The discussions he had then about social problems
Revealed to him a new understanding, more difficult to accept,
For the causes were traced back to those gentlemen,
All of them rich, and at liberty to rape and to exploit
Just for the sake to escape out of their idleness
although others had to bear all the burdens.
What he concluded that night no one really knows
Just that he disappeared for some time,
To ponder what had been uttered
By all those broken lips, the teeth full of gaps,
Leaving shattered hopes like broken glass in the streets.
He saw now more clearly that his child
Lying amidst this urban mess
Was all too distant from the rural lands,
Enshrined in a compost heap made out of cement,
And therefore lacking passion, the smells of nature,
In a crowded shanty town trapping the heat
And increasing the smell while reinforcing the noise,
All while the city housed the dead for eternity.
Could it not be, he asked himself,
While In seclusion, that the cause of all this misery
Is but his own failure to understand
How to partake in social life, so as to create
Off springs, youthful spirits,
Ready to improve this lot once ripe in ideas,
On how to build warm shelters for all,
And provide sufficient food
To be served at tables ready to welcome guests.

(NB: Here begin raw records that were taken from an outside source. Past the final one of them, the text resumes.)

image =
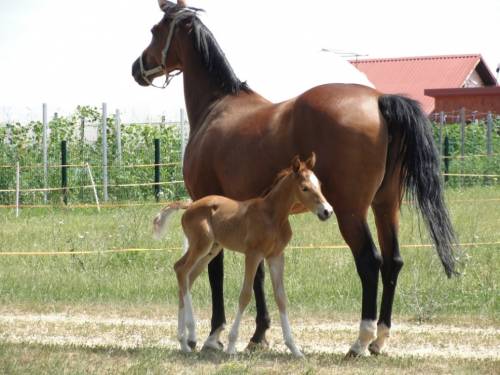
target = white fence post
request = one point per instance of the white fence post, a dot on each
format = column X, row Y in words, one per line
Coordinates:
column 118, row 132
column 104, row 152
column 18, row 187
column 44, row 152
column 93, row 186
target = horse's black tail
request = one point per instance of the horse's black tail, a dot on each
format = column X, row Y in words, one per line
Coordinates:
column 421, row 177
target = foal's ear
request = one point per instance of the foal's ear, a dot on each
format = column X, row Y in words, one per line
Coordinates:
column 165, row 4
column 296, row 164
column 311, row 162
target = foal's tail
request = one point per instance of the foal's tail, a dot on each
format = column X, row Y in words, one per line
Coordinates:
column 421, row 178
column 160, row 222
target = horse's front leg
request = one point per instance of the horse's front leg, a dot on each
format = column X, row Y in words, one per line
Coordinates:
column 262, row 320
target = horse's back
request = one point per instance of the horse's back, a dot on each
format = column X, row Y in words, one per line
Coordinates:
column 343, row 125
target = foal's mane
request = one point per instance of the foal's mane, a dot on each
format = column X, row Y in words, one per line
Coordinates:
column 212, row 56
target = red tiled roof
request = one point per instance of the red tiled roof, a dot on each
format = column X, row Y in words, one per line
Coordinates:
column 412, row 75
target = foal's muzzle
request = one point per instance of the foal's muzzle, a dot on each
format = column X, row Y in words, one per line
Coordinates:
column 324, row 212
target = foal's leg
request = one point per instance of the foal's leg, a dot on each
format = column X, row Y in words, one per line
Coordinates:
column 263, row 322
column 387, row 221
column 276, row 268
column 252, row 261
column 218, row 322
column 183, row 268
column 356, row 233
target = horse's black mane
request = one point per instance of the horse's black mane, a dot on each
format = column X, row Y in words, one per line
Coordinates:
column 212, row 55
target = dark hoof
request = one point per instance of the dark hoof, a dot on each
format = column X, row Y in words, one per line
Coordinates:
column 374, row 350
column 213, row 346
column 257, row 346
column 192, row 345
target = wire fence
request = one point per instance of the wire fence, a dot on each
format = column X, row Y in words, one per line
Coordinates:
column 90, row 156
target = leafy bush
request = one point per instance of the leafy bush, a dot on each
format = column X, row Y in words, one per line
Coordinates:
column 23, row 143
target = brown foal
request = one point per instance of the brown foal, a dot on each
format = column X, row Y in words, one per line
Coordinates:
column 258, row 228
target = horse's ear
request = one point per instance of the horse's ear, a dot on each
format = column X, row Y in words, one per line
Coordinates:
column 296, row 164
column 311, row 162
column 165, row 4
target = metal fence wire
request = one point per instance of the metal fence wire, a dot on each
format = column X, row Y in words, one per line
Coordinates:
column 143, row 160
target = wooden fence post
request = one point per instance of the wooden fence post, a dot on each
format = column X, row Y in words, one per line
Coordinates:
column 489, row 130
column 18, row 187
column 157, row 170
column 118, row 132
column 462, row 142
column 44, row 152
column 64, row 171
column 104, row 130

But had he not tried, while still serving as policeman,
To create such a simple plan
Whereby he hoped handshakes, a friendly smile
Could permit a child to reap the fruits
Of marriages in the spring, the time
For spirits to remember proud pasts,
The ceremonies of the Incas, while continuing
to the next, greater test?
No feast ever came, the autumn stayed bare;
The only food came from the rubbish heaps
Deposited by the rich living in their boisterous homes,
Monotonous eye sores in secluded paradises
At the fringe of the urban space filled by people
All turned into an agonized mess.
He pondered for only a little while
And then he joined a group of men,
With convictions not far removed from his own,
All recalling another lonely man in their history,
One who had stood up against alcohol and injustice
That brings only filth and destruction to this land.
Tupac Mamor was his name,
The meaning soon in the ears of Europe
Since he would stalk the land in secret
To avenge the murdering of his children,
And the ruin of a once proud culture
So different from a greedy civilization
Making out of acquisitiveness inquisitions
Just for the sake of gold, more land and greater fame.
Recalling this single man
They decided to use his name,
If only to show that humanity does continue
In different veins, with blood being pumped by two hearts,
Struggling for the Right to exist
Within the urban cells of Montevideo,
The realm for new guerrilla tactics
Bring forces of irrationality and some vicious humor
Out of the past into the present city.
They started to fight like clowns
In order to gain through a reckless humor
The upper hand in a deadly game,
But they believed aside from all set-backs
That people’s souls can be restored
By giving them extra strength, always the case
When seriousness not being in command,
Fearless life a better test, some rest.
Soon the fighting grew like cancer cells,
Revealing urban’s malignant disease,
No cure having been found as of yet
Against extremities lashing out at each other’s wrists
Until no one really knew who they wish
To protect or to exploit in a different way,
For it depends how you stand to religion as conviction.
What can be done for this man fighting for a cause,
This father of the Tupamaros,
Not knowing what will become of his child
Left in that alley to confront now the owner
Coming out with a gun to hunt down
The one who dared to smash some social glass
that separates him from those who are repressed,
Who suffer because no love is willing to intervene
On their behalf, while hatred stalks in still further.
The father doubts the cause, now that he sees
Its own laws, regulating from inside and outside,
As does the still prevailing government in power
With its protected rights, a camouflage for other hands
Reaching down from New York, or the land it represents,
Involving thus more than just one urban city
In this careless race to the gun,
Not caring for the child, in the shade,
The eyes frightened by the gun being raised
To the shoulder so that humanity is about to bleed again.